Las llaves del todoterreno las halló en otro cajón, el
de un escritorio repleto de papeles y en el que también
descansaba un ordenador portátil. Ya no le sorprendía
saber lo que era cada cosa aparentemente nueva que
descubría; poco a poco se iba acostumbrando a toda la
información que almacenaba aquel cerebro ajeno que era
ahora suyo, salvo por algún repentino dolor de cabeza
que le asaltaba de vez en cuando. Decidió que no tenía
sentido continuar allí y decidió marcharse. Averiguaría
más cosas de aquel libro y de su relación con él en algún
sitio donde pudiese estar más tranquilo y sin el temor a
ser sorprendido por soldados armados hasta los dientes.

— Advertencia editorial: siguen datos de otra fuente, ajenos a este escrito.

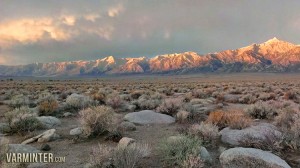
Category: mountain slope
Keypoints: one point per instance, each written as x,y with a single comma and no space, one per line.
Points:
273,55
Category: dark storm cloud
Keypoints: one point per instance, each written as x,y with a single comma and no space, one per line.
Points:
44,31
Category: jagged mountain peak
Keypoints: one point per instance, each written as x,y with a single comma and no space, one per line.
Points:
274,55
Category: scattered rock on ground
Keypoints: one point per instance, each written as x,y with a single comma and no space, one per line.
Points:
49,121
250,158
205,156
45,147
127,126
258,132
67,114
148,117
46,136
4,127
76,131
22,148
125,141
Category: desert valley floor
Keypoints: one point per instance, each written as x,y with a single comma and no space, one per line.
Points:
204,120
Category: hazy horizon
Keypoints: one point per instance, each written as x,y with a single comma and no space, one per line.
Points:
54,31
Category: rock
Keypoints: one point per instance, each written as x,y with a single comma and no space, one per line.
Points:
67,114
125,141
22,148
260,132
205,156
130,107
4,128
49,121
230,98
45,147
171,139
250,158
148,117
46,136
127,126
182,116
76,131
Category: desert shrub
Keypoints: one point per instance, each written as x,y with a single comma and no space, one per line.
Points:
271,142
182,116
99,96
136,94
77,101
22,120
170,106
145,102
130,156
4,148
100,156
175,152
248,99
289,95
193,161
261,110
232,119
114,100
47,106
199,93
288,121
96,120
18,101
286,118
126,97
207,132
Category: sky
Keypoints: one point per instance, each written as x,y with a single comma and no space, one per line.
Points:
68,30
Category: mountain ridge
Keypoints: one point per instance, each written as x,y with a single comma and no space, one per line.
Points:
273,55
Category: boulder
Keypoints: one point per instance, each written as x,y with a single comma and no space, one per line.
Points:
127,126
76,131
205,155
250,158
45,147
148,117
4,127
68,114
46,136
125,141
22,148
260,132
49,121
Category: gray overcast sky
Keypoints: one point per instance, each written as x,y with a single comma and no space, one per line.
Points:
51,30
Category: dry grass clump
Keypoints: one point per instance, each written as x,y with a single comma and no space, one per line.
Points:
22,120
100,156
18,101
146,102
96,120
130,156
47,106
261,110
288,121
248,99
207,132
121,156
4,149
193,161
290,95
170,106
77,101
232,119
114,100
177,152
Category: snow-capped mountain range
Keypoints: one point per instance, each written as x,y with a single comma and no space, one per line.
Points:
273,55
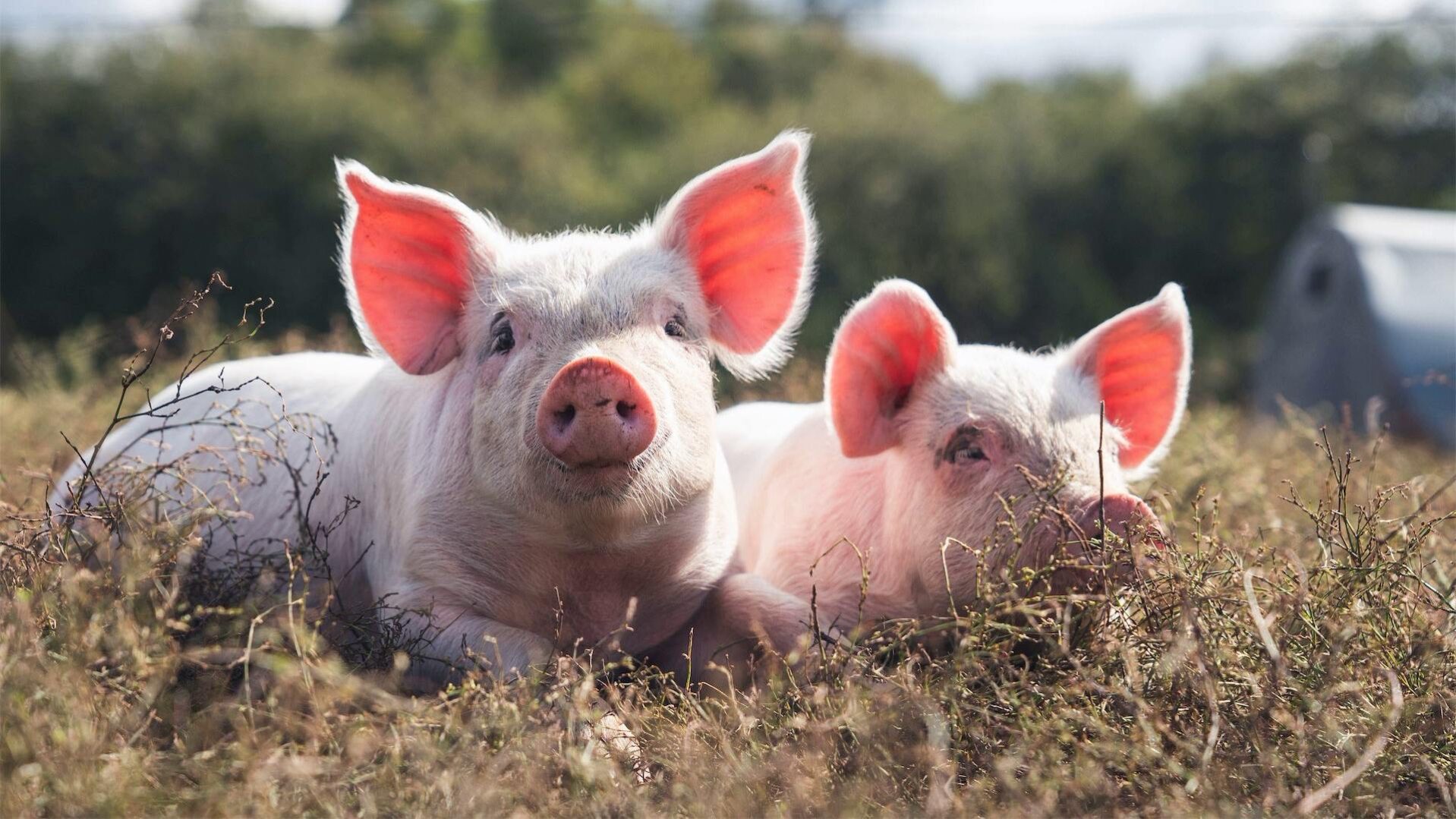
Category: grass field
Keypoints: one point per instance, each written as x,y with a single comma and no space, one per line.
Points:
1296,655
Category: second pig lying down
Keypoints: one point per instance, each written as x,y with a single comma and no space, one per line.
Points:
922,439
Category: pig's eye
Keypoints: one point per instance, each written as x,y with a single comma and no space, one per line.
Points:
503,338
969,452
966,447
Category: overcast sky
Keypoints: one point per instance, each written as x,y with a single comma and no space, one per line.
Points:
1162,43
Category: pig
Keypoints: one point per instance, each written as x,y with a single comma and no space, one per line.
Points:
526,461
922,439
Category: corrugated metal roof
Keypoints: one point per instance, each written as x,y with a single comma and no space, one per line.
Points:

Katham se dirigía al "Land Rover" con todo lo que
había sustraído a cuestas cuando advirtió las luces en el
monte Aqraa. Era un cordón de pequeñas luciérnagas
desfilando por su ladera, una procesión de linternas
dirigiéndose a la cima. Las miró durante un buen rato,
diciéndose que no tenían nada que ver con él. Pero sabía
que no era así. Dejó todos los sacos en la parte trasera del
vehículo, cogió el machete con una mano y la pistola con
la otra, y echó a andar hacia la montaña.